Il mio cuore si fermò.

— Credo ci sia un errore — dissi lentamente. — Ho solo una figlia. Lily.

Il sorriso della maestra vacillò.

— Oh, mi scusi — disse subito. — Sono qui da poco e sto ancora imparando i nomi. Ma pensavo davvero che Lily avesse una gemella. Nell’altro gruppo c’è una bambina incredibilmente simile a lei.

— Lily non ha sorelle — risposi con fermezza.

La maestra aggrottò la fronte.

— Nel pomeriggio dividiamo la classe in due gruppi — spiegò. — L’altro ha appena finito. Venga con me, gliela faccio vedere.

La seguii lungo il corridoio cercando di calmarmi. Naturalmente era solo un errore. Una bambina somigliante. Niente di più.

Me lo ripetevo continuamente.

Ma il cuore batteva sempre più forte.

In fondo al corridoio la classe era un caos tipico di fine giornata: sedie trascinate, bambini che ridevano, cartellini e merende riposti in fretta.

La maestra indicò il lato vicino alla finestra.

— Lì — disse sorridendo. — La gemella di Lily.

Guardai.

Una bambina sedeva al tavolo, infilando con attenzione i pastelli nello zaino. I capelli scuri le cadevano sul viso. Poi inclinò leggermente la testa.

Lo stesso identico gesto.

La stessa inclinazione.

Mi girò la testa.

La bambina scoppiò a ridere per qualcosa detto da un altro bambino. Il suo volto si trasformò esattamente come quello di Ava — quel piccolo movimento agli angoli degli occhi, quella risata luminosa e calda.

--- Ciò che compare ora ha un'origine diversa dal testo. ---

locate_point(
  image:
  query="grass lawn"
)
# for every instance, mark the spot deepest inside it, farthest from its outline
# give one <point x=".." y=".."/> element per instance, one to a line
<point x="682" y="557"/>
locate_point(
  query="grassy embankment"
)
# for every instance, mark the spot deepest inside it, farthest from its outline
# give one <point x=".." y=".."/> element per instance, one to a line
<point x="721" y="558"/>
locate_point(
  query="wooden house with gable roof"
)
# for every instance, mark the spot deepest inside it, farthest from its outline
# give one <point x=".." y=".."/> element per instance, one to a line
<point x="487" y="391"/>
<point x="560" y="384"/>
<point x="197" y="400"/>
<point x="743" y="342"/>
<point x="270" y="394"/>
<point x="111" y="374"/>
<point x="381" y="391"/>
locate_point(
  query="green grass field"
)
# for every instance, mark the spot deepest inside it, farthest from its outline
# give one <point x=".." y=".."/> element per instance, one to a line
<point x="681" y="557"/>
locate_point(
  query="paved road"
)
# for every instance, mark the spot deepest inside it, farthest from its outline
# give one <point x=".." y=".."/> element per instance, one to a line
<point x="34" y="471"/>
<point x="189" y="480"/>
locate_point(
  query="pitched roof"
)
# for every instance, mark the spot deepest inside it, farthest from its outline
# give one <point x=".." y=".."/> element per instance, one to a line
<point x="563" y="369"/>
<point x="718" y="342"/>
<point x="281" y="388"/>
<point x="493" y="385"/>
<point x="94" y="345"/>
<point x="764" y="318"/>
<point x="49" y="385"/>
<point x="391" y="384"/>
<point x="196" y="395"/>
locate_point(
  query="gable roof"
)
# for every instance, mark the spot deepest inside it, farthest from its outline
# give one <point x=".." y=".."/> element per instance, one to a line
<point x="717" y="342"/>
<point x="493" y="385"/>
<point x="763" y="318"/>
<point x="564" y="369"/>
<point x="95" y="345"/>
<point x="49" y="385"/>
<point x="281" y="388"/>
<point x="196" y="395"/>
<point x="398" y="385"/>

Quel suono mi colpì nel petto.

Per un istante mi sembrò di aver sentito di nuovo la voce di mia figlia dopo tre anni.

— Signora? — la voce della maestra arrivava da lontano. — Sta bene?

Il pavimento venne verso di me troppo in fretta.

L’ultima cosa che vidi prima del buio fu la bambina che alzava lo sguardo e mi guardava dritto negli occhi.